После радости от встречи с родителями в Шереметьево, в машине я робко сказала отцу: «Папочка, а тебя институт выдвинул в академики, а я подготовила и сдала все необходимые для этого документы. », и вся сжалась в ожидании его гнева. А он совершенно не прореагировал на мои слова. В ответ: «Как я жалею, что ты не можешь увидеть, какие прекрасные теннисные корты в Канаде! Какие корты!» Такова была его реакция. После встречи с любимой дочерью Таней после долгой разлуки выборы в академики перешли для него в другую шкалу ценностей. А может, это произошло слишком поздно. Отцу уже было 74 года. Хотя я помню, как он был горд и рад тому, что был избран единогласно уже в первом туре выборов. Сохранилось его письмо к сестре в Канаду, почему-то не отправленное, из-за ее, по- видимому, отрицательного отношения к выдвижению.

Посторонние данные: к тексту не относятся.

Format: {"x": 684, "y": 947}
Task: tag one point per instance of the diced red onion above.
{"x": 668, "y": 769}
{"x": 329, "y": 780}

«Дорогой Танек, Ю. О. дал мне прочесть твое последнее письмо, в котором ты писала, что «очень огорчена». моими действиями в отношении выборов в А. Н.. Не огорчайся. Мне в голову не приходило, что в мое отсутствие Совет Института предпримет еще раз эту дурацкую акцию. Тем более что в прошлые годы я категорически отказывался принимать участие в этой комедии.

Теперь, когда мы вернулись, дело было сделано — представление состоялось, и я не счел возможным снова привлекать внимание к своей особе. Тем более, что вся эта история, как ты понимаешь, мне до лампочки. Единственной приятностью будет то, что я буду освобожден от скучной необходимости посетить пару собраний Отделения по вопросам выборов. Вот и вся история этого вопроса — моему здоровью это не повредит, во всяком случае не более, чем сейсмические волны на Марсе»

После известия о результатах выборов отец вернулся домой со словами: «Олечка, теперь я спокоен за тебя — ты будешь получать пенсию вдовы академика, если тебе повезет. Ура! Я доволен!»

То, что мама не заработала профессиональную пенсию, не набрав нужного трудового стажа, по-видимому, стало беспокоить отца, на старость ничего не было отложено, все уходило на помощь моей семье. А мама не смогла продолжить работу, так как героически ухаживала за бабушкой — матерью отца, которая, перенеся инсульт, почти 12 лет провела прикованная к постели.